Adherens junctions in association with RGC integrity and cell fate decision

N-Cadherin is a major component of the AJ. It has been shown that decreased N-Cadherin availability by RNA interference and by blocking antibody leads to drastically reduced β-catenin transcriptional activity, resulting in premature cell cycle exit and neuronal differentiation.9 The signaling cascade involved is the Akt pathway which, upon N-Cadherin loss, leads to dephosphorylation of the Ser552 residue and inactivation of β-catenin. The Arp2/3 complex is involved in the establishment and maintenance of the AJ.10 Using a tissue-specific Cre-recombinase knockout approach, we found that loss of Arp2/3 in the embryonic RGC results in similar phenotypes.11 Specifically, we showed an increase in Tuj1-positive neuronally committed cells and a decrease in Ki67-positive cells in E14.5 mouse embryo following Arpc2 knockout. We also observed a reduction in the density of Pax6-positive RGC along the VZ. In addition, while Tbr2-positive IPCs normally localize to the subventricular zone (SVZ), the Tbr2-positive cells in Arpc2-null embryos are present throughout the entire span of the cortex, with the highest density in the VZ. These findings are consistent with the phenotypes observed in the cdc42-deficient cortex which also described gradual loss of AJ and substantial reduction in self-renewing RGC in the VZ.12 Furthermore, a recent study showed that Numb and Numbl double knockout in mouse RGC leads to AJ disruption and loss of RGC polarity, leading to progenitor dispersion, ectopic rosette formation, and disorganized cortical lamination.7 Numb and Numbl are localized at the apical end-feet where they interact with the cadherin-catenin adhesion complex in the AJ.13 These findings are in line with our observation of ectopic neuroblastic rosettes and disorganized cortical lamination in the Arpc2-null embryonic brain.
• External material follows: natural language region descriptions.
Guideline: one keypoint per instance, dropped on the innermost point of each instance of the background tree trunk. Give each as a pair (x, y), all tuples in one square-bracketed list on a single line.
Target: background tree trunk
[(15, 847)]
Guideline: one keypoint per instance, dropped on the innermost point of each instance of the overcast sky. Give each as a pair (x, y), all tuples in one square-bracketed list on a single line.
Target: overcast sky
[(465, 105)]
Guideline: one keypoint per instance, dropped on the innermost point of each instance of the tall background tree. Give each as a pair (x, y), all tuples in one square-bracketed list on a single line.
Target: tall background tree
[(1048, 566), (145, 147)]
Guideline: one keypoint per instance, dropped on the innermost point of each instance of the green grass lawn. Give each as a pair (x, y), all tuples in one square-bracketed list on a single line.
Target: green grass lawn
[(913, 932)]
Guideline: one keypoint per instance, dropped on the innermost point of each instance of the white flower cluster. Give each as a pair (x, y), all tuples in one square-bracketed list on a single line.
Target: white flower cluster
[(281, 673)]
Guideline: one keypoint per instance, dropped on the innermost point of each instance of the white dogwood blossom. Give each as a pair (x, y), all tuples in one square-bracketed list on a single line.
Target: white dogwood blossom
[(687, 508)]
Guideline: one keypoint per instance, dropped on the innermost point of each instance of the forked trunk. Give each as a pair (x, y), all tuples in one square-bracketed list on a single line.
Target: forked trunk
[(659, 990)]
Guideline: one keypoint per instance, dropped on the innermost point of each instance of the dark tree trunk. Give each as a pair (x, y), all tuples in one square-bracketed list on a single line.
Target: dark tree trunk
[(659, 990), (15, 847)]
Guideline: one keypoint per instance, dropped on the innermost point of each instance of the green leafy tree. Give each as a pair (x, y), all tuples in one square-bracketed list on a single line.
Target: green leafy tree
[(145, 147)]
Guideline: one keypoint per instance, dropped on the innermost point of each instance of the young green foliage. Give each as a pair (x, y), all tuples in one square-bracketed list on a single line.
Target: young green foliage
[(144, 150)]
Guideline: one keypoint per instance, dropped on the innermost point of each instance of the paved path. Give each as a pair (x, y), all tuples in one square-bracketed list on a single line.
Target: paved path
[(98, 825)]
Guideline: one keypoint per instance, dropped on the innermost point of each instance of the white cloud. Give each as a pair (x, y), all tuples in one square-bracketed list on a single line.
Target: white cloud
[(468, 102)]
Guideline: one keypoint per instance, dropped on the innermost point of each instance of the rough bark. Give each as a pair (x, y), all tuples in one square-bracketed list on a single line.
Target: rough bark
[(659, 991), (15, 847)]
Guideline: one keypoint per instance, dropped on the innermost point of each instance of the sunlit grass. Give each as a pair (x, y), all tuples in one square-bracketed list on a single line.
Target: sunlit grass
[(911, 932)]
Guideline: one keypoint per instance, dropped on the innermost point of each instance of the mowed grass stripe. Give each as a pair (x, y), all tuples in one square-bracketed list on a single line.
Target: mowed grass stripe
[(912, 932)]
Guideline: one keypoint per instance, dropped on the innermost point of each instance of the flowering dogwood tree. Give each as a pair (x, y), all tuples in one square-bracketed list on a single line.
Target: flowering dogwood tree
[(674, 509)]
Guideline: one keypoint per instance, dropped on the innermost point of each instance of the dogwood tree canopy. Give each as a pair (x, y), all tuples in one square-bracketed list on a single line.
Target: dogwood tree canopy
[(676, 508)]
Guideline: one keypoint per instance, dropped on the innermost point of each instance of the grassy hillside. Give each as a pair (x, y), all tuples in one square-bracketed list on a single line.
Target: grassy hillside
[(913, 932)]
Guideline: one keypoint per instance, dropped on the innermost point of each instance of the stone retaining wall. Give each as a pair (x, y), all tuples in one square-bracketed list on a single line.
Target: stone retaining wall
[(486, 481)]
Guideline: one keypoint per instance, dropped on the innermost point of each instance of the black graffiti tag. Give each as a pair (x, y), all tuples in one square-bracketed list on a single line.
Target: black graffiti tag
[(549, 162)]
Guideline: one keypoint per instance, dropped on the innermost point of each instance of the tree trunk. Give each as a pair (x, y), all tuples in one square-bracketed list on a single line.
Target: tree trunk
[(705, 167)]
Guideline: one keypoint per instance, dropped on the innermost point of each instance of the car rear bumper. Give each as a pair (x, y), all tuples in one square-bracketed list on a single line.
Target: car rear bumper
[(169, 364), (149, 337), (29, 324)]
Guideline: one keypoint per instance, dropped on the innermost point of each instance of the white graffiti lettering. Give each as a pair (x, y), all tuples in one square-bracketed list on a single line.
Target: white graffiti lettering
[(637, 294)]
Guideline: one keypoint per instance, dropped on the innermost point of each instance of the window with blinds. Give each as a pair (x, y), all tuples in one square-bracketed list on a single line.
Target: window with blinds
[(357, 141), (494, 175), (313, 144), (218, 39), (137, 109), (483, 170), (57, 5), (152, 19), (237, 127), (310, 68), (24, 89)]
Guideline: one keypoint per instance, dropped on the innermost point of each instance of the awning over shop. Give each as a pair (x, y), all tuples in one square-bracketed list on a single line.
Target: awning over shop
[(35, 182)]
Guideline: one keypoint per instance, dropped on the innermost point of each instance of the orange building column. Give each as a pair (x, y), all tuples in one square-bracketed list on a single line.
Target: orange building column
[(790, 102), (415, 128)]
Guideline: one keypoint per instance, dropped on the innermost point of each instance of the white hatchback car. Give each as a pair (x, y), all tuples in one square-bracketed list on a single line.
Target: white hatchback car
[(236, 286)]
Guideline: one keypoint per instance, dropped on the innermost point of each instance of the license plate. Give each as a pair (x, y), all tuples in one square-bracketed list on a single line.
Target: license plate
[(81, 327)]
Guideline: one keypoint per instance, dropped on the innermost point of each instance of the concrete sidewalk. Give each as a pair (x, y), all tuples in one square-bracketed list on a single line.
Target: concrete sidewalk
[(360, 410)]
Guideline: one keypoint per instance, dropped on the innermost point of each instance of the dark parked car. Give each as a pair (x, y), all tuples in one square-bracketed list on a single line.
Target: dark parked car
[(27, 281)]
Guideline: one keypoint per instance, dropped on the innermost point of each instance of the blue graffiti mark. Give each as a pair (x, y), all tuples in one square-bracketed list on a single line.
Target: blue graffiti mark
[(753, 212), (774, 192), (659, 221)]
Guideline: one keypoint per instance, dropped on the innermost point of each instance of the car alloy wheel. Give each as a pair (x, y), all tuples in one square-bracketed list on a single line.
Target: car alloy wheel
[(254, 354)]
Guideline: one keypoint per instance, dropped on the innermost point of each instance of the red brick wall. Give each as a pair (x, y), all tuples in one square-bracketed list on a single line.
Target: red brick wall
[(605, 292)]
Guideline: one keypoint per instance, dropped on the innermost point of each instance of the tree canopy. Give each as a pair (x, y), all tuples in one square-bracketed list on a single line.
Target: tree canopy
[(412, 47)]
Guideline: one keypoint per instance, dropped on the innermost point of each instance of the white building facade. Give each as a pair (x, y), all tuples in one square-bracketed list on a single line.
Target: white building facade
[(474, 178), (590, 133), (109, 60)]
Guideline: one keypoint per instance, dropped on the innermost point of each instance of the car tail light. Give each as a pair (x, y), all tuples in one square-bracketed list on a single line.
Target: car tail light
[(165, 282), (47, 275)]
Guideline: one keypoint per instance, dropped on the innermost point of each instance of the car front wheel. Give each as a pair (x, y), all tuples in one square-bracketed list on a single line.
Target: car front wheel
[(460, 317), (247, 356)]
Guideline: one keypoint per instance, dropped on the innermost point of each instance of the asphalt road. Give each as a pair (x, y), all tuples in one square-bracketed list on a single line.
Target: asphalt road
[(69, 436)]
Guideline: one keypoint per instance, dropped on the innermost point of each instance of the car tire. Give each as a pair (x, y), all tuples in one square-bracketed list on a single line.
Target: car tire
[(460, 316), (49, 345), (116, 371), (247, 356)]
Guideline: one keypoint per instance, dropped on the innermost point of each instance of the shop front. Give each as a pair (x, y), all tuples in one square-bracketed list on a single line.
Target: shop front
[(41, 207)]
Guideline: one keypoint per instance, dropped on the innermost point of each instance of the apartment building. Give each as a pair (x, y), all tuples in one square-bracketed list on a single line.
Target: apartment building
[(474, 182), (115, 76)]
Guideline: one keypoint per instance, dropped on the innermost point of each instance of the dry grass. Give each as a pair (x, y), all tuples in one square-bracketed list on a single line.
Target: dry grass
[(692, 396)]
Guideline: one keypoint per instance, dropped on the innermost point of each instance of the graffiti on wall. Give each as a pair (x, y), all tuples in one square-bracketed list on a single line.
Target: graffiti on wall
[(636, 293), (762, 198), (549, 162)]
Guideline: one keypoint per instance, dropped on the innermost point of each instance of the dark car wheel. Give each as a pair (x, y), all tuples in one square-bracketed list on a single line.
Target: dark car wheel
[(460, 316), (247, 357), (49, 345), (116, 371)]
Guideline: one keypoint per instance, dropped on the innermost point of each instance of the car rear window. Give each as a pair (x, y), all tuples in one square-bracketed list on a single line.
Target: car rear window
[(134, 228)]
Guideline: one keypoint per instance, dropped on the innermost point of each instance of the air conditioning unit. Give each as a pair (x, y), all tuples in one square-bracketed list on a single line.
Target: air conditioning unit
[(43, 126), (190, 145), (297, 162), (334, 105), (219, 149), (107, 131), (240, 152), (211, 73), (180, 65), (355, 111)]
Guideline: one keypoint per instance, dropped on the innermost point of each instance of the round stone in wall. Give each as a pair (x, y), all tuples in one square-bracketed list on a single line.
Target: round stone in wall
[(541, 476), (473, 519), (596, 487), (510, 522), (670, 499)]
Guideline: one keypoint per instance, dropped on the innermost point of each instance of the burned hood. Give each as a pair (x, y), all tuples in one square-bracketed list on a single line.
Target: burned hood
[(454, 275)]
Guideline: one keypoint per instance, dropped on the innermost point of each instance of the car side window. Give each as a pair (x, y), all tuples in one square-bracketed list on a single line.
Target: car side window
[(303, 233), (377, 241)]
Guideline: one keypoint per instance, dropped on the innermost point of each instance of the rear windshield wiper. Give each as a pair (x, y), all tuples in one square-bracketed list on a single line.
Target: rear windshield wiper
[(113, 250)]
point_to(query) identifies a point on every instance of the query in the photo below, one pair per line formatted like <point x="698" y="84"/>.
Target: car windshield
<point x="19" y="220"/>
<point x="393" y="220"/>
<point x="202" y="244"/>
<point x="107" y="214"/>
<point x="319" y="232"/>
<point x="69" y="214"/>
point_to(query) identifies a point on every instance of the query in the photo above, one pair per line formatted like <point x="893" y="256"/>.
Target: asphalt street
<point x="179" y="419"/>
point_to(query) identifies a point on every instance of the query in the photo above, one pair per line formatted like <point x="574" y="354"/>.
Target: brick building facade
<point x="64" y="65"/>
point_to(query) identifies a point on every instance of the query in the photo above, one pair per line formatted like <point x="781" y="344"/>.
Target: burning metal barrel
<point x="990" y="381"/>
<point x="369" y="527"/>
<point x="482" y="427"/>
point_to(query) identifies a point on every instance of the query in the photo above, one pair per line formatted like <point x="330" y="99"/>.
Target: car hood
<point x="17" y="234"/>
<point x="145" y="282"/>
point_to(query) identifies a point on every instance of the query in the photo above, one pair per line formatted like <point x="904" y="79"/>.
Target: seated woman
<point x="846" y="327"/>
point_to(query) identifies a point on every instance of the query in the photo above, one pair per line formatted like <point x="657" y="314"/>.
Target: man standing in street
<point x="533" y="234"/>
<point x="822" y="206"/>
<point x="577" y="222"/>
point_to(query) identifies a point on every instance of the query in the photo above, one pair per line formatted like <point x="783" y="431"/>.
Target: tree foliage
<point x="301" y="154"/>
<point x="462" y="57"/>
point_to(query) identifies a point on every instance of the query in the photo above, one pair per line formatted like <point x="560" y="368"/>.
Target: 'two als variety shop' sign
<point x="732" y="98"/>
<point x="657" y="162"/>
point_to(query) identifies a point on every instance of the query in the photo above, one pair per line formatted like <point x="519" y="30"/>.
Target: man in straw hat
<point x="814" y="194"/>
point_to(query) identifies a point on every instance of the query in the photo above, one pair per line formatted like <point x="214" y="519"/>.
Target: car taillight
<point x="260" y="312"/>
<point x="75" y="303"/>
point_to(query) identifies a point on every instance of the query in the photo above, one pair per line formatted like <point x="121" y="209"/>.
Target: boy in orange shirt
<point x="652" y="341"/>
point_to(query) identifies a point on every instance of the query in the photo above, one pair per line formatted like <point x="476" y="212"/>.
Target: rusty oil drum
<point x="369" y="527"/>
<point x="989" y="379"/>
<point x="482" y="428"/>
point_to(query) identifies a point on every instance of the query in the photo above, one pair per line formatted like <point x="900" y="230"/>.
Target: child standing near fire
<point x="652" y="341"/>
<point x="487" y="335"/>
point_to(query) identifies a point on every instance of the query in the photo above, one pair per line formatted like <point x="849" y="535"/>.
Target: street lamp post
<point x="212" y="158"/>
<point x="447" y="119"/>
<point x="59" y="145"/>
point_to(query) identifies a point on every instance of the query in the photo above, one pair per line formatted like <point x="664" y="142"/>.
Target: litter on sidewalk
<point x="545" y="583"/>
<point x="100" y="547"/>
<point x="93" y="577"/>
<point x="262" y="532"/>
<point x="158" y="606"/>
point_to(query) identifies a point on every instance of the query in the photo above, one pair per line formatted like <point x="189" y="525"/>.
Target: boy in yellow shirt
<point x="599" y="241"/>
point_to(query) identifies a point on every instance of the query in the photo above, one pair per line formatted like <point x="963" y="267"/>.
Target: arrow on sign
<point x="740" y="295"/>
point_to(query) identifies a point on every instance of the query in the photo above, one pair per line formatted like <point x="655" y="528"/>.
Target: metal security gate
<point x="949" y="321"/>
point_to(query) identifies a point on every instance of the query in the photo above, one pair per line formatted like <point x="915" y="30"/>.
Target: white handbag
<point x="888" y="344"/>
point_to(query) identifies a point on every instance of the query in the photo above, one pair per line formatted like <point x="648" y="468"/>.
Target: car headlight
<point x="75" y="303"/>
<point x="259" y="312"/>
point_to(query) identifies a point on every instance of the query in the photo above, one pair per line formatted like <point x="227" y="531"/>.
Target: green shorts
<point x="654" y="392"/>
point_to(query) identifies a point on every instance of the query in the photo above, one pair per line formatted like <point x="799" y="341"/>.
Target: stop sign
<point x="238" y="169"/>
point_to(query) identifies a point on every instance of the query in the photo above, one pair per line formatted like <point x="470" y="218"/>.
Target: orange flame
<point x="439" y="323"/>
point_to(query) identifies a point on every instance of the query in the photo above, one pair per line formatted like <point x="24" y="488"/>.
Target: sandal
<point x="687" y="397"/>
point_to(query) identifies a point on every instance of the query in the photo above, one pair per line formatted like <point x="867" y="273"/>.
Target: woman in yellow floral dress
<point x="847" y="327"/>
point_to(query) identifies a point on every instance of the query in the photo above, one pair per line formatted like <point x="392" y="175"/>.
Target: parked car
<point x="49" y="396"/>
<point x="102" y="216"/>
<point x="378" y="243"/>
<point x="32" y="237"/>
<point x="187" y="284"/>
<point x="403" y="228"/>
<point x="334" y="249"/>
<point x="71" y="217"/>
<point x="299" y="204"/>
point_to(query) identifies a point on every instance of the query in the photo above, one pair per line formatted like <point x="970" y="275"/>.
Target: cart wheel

Together, these studies emphasize a role of the actin branching network in maintaining the morphology of the RGC and their anchorage to the apical surface through AJ formation, loss of which leads to premature neural lineage differentiation of the RGC.

It remains unclear how loss of AJ and polarity leads to a reduction in Akt signal in RGC, although it is possible that the cues from the microenvironment that are crucial for promoting a RGC self-renewing cell fate is stored in the endocytosed vesicles, which requires an intact actin branching network for excision and release into the cytoplasm. Another possibility is that the receptors that are responsible for transmitting signaling cascades to promote RGC self-renewal require an intact actin branching network to allow their expression on the membrane surface for ligand binding. The roles of Arp2/3-mediated exocytosis and endocytosis in RGC have not been explored in the mammalian system. In Drosophila, a recent study showed that Arp2/3 mediates endocytosis of Delta, a ligand for Notch signaling activation, in sensory organ precursors to guide cell fate decision.14 Notch signaling has also implicated in mPar3-regulated asymmetric cell division in RGC. It is possible that Notch signaling plays a mediator role between Arp2/3 and the RGC cell fate.15

Taken together, we propose that Arp2/3-mediated branching network of the actin cytoskeleton is upstream of N-Cadherin and Numb/Numbl in the apical end-feet in the regulation of the integrity of the AJ. By maintaining AJ and allowing RGC to anchor to the apical surface, Arp2/3 facilitates interaction between the RGC and the microenvironment to promote self-renewal and prevent premature differentiation and exhaustion.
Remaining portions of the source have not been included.